On Health Care: Fairness vs. Fear

I’ve been listening to the health care debate for some time now.  Health care is one of the top things we need to fix to improve our economy (the others are education, broadband, and – most importantly – preservation of the world we live in).

I’m not enough of an expert to write intelligently on the details of any one type of coverage.  I suspect that we need certain elements like removing the profit motive from basic care and insurance, and  from at least parts of the rest of the system, cutting paperwork and overhead, and tort reform.  There are many systems which are better than ours; none is perfect.  Those are the intellectualized things I’ve gotten from listening to various arguments on the topic.

But the most visceral lesson is one I’ve heard.  It started as a vague thing I noticed, and then I started listening for it.

It’s all about fairness versus fear.

When people in other countries with universal health care of one type or another are interviewed, the arguments for their systems (and many of them defend their systems quite passionately) are primarily about fairness.  They are about making the wait the same for the rich and the poor.  They are about all babies having access to well-child care.  They are about all seniors being able to afford the basic drugs they need.

When Americans talk about health care, we talk about what care might be limited or how long a line for a non-critical procedure might be.  We talk about fear that we might have to wait to see a doctor.  We fear medicare will change.  We fear death panels.  We see universal health care as  a dangerous step down the road to socialism, which is one of the most emotionally charged words in today’s political scene.
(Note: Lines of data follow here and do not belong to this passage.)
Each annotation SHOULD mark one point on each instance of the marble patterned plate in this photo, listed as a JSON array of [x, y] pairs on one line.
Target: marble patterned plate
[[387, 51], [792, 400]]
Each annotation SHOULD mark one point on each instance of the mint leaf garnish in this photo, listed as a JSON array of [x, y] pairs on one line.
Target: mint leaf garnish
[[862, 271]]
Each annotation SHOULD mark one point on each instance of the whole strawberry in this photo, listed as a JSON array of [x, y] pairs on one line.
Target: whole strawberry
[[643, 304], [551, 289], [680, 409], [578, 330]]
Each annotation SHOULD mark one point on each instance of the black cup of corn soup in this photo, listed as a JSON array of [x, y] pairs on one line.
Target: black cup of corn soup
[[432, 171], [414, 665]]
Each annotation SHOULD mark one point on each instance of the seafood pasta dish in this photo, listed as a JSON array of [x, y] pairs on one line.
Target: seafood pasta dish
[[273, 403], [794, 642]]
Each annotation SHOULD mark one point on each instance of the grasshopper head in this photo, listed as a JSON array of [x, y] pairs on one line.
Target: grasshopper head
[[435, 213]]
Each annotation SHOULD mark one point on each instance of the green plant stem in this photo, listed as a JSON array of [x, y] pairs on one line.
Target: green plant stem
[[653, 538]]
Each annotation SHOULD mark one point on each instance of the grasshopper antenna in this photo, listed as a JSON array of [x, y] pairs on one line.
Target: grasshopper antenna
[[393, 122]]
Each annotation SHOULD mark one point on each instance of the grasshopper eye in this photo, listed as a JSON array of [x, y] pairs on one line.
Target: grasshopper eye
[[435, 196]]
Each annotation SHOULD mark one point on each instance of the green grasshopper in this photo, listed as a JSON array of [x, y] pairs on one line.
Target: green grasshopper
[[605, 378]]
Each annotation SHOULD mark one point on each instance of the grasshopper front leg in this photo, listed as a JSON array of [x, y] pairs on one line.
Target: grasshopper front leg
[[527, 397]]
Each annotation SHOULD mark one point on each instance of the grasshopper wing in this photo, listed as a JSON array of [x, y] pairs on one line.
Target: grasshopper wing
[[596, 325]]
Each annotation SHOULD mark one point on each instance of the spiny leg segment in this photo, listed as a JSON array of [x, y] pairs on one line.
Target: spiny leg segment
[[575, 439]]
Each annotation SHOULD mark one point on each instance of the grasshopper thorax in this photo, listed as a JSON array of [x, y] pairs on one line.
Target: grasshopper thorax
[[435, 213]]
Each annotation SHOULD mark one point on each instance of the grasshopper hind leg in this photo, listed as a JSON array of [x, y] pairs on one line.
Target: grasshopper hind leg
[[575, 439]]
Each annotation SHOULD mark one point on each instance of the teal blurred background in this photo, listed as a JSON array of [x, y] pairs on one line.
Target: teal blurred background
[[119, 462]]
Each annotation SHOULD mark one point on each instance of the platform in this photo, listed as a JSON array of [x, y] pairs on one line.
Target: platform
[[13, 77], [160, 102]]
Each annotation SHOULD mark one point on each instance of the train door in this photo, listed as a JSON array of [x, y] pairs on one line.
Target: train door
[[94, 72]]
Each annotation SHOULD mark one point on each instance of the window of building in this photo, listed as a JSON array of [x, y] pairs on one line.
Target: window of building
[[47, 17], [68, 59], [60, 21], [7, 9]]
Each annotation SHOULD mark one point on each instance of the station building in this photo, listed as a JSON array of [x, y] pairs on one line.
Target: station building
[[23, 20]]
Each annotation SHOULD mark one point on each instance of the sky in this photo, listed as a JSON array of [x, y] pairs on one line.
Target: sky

It sounds like we are afraid that we’ll lose some of what it means to be American if we figure out a way to give everyone health care.  We sound selfish, frankly.  Me first, me in all cases, me no matter what.

Obviously, this is a generalization, these are the most common threads I’ve heard in a debate that raged from rational to irrational, from one end of the globe to another, and that has fixated on one tiny distraction after another.

Maybe it’s time for us to grow up and learn to share,  to decide that the rich can wait for a non-critical procedure while a poor person’s life is saved, to agree to some inconveniences that would keep the total cost of health care down so we can all have enough.